De facto, a partir daqui, uma boa parte dos alunos deixou de se entregar e de se motivar para a prática de Educação Física, passando a olhar para esta disciplina com a displicência com que os jovens olham para as tarefas a que não atribuem qualquer utilidade imediata. E a outra parte, aqueles alunos que gostavam da prática desportiva e mantiveram interesse em Educação Física, foi prejudicada por não poder contar com a classificação desta disciplina para cálculo da média de conclusão do ensino secundário.
Até 2012, a classificação da Educação Física prejudicou o acesso à parte dos alunos que não conseguia obter classificação alinhada com as das restantes disciplinas; a partir de 2012, a Educação Física passou a prejudicar a parte restante, a dos alunos que obtinham boas classificações nesta disciplina e que não as podiam considerar para melhorar a média de acesso ao ensino superior. Ou seja, “se de um lado chovia, do outro trovejava...”

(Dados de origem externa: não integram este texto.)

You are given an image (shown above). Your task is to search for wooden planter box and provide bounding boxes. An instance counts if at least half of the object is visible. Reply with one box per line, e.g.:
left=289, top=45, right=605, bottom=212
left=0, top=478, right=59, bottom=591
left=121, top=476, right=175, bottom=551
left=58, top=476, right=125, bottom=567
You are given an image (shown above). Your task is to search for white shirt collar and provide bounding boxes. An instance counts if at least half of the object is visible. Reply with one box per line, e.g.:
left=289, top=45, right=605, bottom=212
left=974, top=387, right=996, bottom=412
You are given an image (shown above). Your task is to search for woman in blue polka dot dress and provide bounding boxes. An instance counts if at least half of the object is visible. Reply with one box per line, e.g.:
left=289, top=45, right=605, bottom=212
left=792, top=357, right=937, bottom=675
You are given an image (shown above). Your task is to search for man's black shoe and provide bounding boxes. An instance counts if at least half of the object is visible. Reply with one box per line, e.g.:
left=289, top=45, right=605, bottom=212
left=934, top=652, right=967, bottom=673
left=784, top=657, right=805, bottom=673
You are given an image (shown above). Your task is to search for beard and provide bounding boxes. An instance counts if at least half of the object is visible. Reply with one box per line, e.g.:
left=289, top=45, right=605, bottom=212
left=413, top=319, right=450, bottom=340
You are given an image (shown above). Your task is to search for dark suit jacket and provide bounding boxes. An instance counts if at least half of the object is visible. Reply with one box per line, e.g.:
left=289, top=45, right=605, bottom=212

O atual Governo parece querer reverter a decisão do anterior e recuperar as regras do passado. Todavia, se o fizer prejudicará muitos alunos no acesso ao ensino superior, levando a que alguns, pelas razões já apontadas, optem pela frequência das escolas privadas, cujas classificações na disciplina são consabidamente elevadas. No limite, será uma decisão que beneficiará as escolas privadas em detrimento das públicas.
Como observou o Conselho das Escolas no seu Parecer n.º 03/2017, a melhor solução deverá encontrar-se, algures, entre a medida tomada pelo anterior Governo e aquela que se pretende implementar atualmente, “normalizando” a disciplina e fazendo com que a mesma deixe de “perturbar” o funcionamento do sistema.
Assim, a solução que melhor defende os interesses da escola pública é aquela que não prejudica os alunos que não conseguem obter classificações em Educação Física alinhadas com as das restantes disciplinas e, simultaneamente, valoriza aqueles que se esforçam e empenham em nela obter bons resultados. A disciplina de Educação Física sairia prestigiada. Mas qual, então?
A classificação da disciplina de Educação Física deve contar para todos os efeitos — transição de ano e média final de conclusão de curso — e não ter qualquer efeito na graduação para acesso ao ensino superior, a menos que, neste último caso, seja do interesse dos alunos.